Its just very rigorous/terse. All the concepts from analysis are at least somewhat geometrical/intuitive in nature or can be viewed from a geometrical lense (you can picture neighborhoods, open/closed sets, compact sets, etc). Formally defining all of this stuff is hellish and its very easy to get lost in the details. If you are not extremely strong in formal logic and good at coming up with strategies for proving things, analysis typically gives you at least some trouble.

Also what im describing here is literally the very babby basics of undergrad analysis, which is what I thought you were referring to since you called it "Real Analysis class" and "ultimate weeder course". An actual graduate level real analysis class I have not taken yet, so I cannot comment on that.

>first lecture of functional analysis
>70+ year old professor
>writes "math-519 Fun. Anal." on the board

>Functional analysis
If the dude is anything like our prof is its anal fun minus the fun.

functional analysis is fun as fuck though
the intro is basically linear algebra on steroids

You listen to some poo-in-loo ramble about theorems then go home and prove shit that takes 2 hours.

And the exams are like 1 or 2 proofs so if you fuck up early on you fail.

Pure analysis is sort of a mathematical backwater nowadays. Really, what are the important open problems that will impact math as a whole?

Real analysis is usually used as an introduction-to-proofs class for pure math majors, mainly for historical reasons. It's arguable whether it should be, though. Topology and abstract algebra are probably fine starting points too.

My uni has a course called Fundamentals of Higher Math for intro to proofs/ set theory, then Analysis I, Analysis II, Real Analysis.

You forgot the most important applications in control.

I don't even know what functional analysis is anymore, such a wide assortment of different math gets the "functional analysis" sticker.

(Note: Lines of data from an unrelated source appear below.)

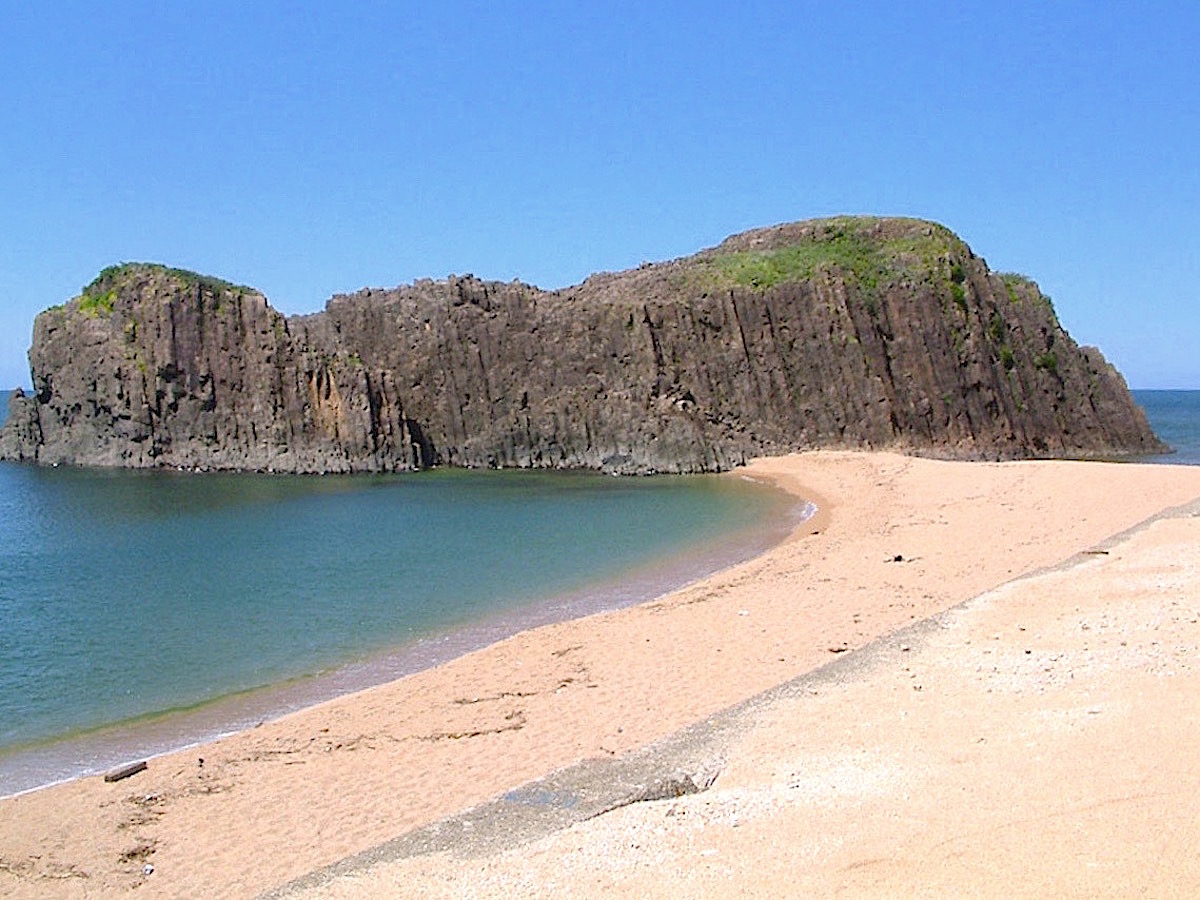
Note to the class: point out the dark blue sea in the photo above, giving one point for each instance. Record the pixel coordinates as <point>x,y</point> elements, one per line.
<point>1175,418</point>
<point>142,611</point>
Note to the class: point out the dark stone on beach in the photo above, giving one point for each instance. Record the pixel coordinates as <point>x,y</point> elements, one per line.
<point>125,772</point>
<point>849,333</point>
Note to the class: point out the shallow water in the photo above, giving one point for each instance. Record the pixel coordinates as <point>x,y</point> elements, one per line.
<point>130,595</point>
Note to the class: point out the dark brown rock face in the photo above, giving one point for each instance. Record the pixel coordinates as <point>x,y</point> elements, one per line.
<point>850,333</point>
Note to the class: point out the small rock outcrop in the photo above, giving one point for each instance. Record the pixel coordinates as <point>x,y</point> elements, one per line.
<point>844,333</point>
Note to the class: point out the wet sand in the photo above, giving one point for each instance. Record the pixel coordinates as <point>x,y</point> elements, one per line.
<point>897,540</point>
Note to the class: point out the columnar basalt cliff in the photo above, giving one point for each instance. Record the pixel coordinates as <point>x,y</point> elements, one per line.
<point>844,333</point>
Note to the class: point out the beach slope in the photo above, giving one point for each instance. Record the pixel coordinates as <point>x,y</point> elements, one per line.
<point>993,739</point>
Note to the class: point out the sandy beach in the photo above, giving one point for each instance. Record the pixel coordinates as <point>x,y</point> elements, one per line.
<point>1029,726</point>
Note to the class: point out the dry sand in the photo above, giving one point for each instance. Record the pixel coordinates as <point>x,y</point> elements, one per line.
<point>1037,739</point>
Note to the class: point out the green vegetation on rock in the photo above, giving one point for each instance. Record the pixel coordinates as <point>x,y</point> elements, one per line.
<point>97,304</point>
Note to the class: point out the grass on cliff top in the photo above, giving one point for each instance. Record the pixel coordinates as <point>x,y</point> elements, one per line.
<point>849,245</point>
<point>99,295</point>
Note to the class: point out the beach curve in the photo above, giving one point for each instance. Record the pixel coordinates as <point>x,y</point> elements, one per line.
<point>274,803</point>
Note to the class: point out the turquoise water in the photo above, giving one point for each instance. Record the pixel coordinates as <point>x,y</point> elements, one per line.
<point>141,611</point>
<point>126,595</point>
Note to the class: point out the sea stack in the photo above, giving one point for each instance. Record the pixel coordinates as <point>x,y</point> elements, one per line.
<point>840,333</point>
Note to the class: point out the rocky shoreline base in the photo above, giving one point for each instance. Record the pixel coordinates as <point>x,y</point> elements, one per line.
<point>1023,732</point>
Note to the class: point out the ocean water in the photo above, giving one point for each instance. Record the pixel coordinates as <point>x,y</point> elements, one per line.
<point>142,611</point>
<point>1175,418</point>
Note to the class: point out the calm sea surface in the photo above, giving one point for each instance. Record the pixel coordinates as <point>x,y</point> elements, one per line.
<point>1175,418</point>
<point>142,611</point>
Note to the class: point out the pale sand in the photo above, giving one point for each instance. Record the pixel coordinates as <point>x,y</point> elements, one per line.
<point>1065,768</point>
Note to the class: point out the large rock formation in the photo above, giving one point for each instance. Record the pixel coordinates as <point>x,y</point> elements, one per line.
<point>850,333</point>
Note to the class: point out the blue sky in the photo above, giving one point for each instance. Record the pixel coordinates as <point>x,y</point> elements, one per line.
<point>309,149</point>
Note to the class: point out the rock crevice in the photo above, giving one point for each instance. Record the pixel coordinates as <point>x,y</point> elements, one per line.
<point>850,333</point>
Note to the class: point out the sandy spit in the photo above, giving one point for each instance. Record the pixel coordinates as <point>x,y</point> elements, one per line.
<point>1036,739</point>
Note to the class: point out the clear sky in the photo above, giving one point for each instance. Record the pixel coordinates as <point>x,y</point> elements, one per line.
<point>312,148</point>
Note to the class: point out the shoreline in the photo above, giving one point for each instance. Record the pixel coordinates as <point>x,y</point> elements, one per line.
<point>885,550</point>
<point>157,735</point>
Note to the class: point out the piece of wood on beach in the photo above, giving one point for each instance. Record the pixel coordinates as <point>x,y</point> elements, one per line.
<point>124,772</point>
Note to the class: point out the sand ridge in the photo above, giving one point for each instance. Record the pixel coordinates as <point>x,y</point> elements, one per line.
<point>897,540</point>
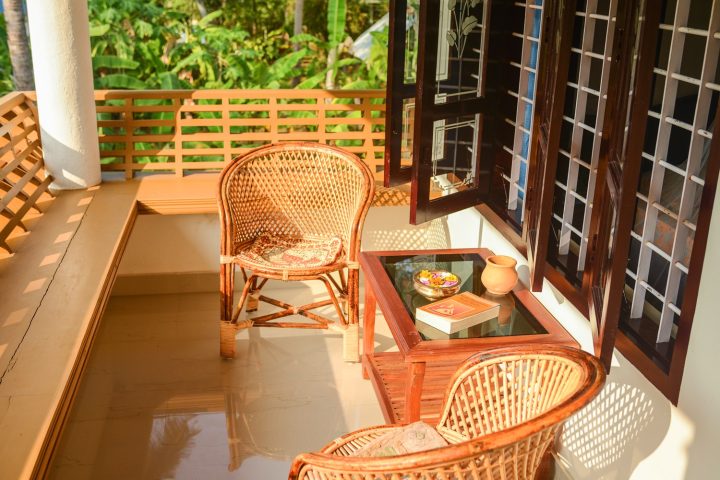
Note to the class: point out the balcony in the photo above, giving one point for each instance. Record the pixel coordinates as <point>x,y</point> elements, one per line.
<point>71,277</point>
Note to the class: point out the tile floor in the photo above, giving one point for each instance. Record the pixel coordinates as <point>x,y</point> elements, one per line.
<point>157,402</point>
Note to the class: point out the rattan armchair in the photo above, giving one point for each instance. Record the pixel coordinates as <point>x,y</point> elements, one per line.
<point>502,411</point>
<point>292,211</point>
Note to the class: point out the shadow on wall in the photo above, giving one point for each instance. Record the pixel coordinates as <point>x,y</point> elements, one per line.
<point>387,228</point>
<point>615,432</point>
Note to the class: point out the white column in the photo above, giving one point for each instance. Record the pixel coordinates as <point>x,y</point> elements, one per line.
<point>60,40</point>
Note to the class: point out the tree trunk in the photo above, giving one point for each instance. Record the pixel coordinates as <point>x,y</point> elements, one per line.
<point>297,24</point>
<point>19,45</point>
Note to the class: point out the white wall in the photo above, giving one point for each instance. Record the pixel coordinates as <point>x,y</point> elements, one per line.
<point>630,431</point>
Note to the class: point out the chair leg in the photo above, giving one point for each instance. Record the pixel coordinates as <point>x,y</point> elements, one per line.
<point>334,299</point>
<point>227,339</point>
<point>227,288</point>
<point>253,299</point>
<point>227,328</point>
<point>243,297</point>
<point>351,343</point>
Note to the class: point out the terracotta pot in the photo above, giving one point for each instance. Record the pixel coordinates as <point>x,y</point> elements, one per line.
<point>499,275</point>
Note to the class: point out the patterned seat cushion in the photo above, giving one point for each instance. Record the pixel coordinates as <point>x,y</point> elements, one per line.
<point>282,252</point>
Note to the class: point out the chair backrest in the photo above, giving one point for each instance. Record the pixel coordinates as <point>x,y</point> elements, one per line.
<point>506,387</point>
<point>502,411</point>
<point>297,189</point>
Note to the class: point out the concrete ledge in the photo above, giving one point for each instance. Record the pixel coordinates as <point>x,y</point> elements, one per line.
<point>54,292</point>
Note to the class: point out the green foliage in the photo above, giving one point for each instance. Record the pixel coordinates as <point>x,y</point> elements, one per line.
<point>165,44</point>
<point>6,83</point>
<point>337,12</point>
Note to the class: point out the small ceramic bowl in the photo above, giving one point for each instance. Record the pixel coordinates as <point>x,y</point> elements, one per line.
<point>435,284</point>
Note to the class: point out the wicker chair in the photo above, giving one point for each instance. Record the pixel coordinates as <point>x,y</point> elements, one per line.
<point>502,410</point>
<point>292,211</point>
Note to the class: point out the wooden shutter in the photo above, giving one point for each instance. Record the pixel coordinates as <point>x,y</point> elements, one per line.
<point>400,90</point>
<point>555,44</point>
<point>619,168</point>
<point>452,108</point>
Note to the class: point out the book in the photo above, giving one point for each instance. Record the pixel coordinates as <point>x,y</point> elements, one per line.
<point>429,332</point>
<point>416,437</point>
<point>458,312</point>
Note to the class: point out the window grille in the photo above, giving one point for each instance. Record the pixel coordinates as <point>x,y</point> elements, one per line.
<point>516,181</point>
<point>585,97</point>
<point>680,120</point>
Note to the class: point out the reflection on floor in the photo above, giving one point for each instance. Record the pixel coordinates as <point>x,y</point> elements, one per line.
<point>157,402</point>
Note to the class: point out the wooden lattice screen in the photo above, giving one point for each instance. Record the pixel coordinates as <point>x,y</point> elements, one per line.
<point>22,177</point>
<point>200,130</point>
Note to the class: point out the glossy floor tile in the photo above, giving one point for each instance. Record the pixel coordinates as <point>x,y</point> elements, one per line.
<point>157,402</point>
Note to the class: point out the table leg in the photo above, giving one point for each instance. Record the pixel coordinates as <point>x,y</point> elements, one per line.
<point>368,325</point>
<point>413,391</point>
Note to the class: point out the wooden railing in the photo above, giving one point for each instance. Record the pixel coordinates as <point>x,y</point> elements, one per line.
<point>22,177</point>
<point>200,130</point>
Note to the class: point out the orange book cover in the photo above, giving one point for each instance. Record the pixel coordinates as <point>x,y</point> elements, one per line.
<point>458,312</point>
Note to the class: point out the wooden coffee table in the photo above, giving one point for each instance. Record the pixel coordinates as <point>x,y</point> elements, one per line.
<point>411,383</point>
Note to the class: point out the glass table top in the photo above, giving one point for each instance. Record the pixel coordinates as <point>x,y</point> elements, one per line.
<point>513,320</point>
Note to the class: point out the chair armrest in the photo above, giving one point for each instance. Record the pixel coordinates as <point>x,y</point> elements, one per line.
<point>350,443</point>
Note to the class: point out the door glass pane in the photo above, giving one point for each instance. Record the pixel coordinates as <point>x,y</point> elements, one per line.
<point>461,50</point>
<point>411,40</point>
<point>453,152</point>
<point>408,127</point>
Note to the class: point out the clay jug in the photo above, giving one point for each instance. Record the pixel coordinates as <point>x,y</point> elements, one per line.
<point>499,275</point>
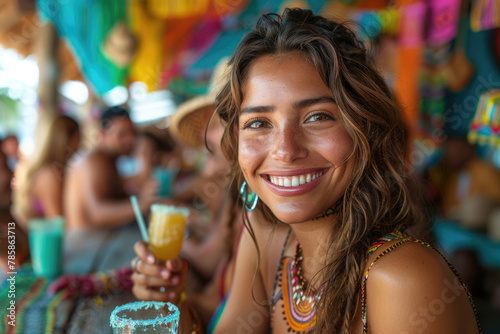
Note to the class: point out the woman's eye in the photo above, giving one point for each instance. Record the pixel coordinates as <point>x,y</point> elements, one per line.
<point>257,125</point>
<point>318,118</point>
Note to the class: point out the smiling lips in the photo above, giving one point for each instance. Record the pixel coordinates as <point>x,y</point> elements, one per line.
<point>293,183</point>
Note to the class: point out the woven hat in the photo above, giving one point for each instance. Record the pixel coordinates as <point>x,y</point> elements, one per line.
<point>189,121</point>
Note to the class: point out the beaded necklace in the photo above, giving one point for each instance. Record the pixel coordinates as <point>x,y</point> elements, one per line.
<point>299,301</point>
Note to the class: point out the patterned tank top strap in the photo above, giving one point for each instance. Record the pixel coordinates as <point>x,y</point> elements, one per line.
<point>278,272</point>
<point>404,239</point>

from the top of my head, the introductionary class included
operators / linear functionals
dual space/predual
locally convex vector spaces
riesz representation Theorem
banach steinhaus
hahn banach
baire category theorem
spectral theorem

what i meant with linear algebra on steroids, was that a lot of LA results can be obtained by looking at their generalised FA equivalents, like the spectral theorem or least squares fitting

Most engineers study signal processing, nor complex analysis. You don'the need to know complex analysis to understand signals.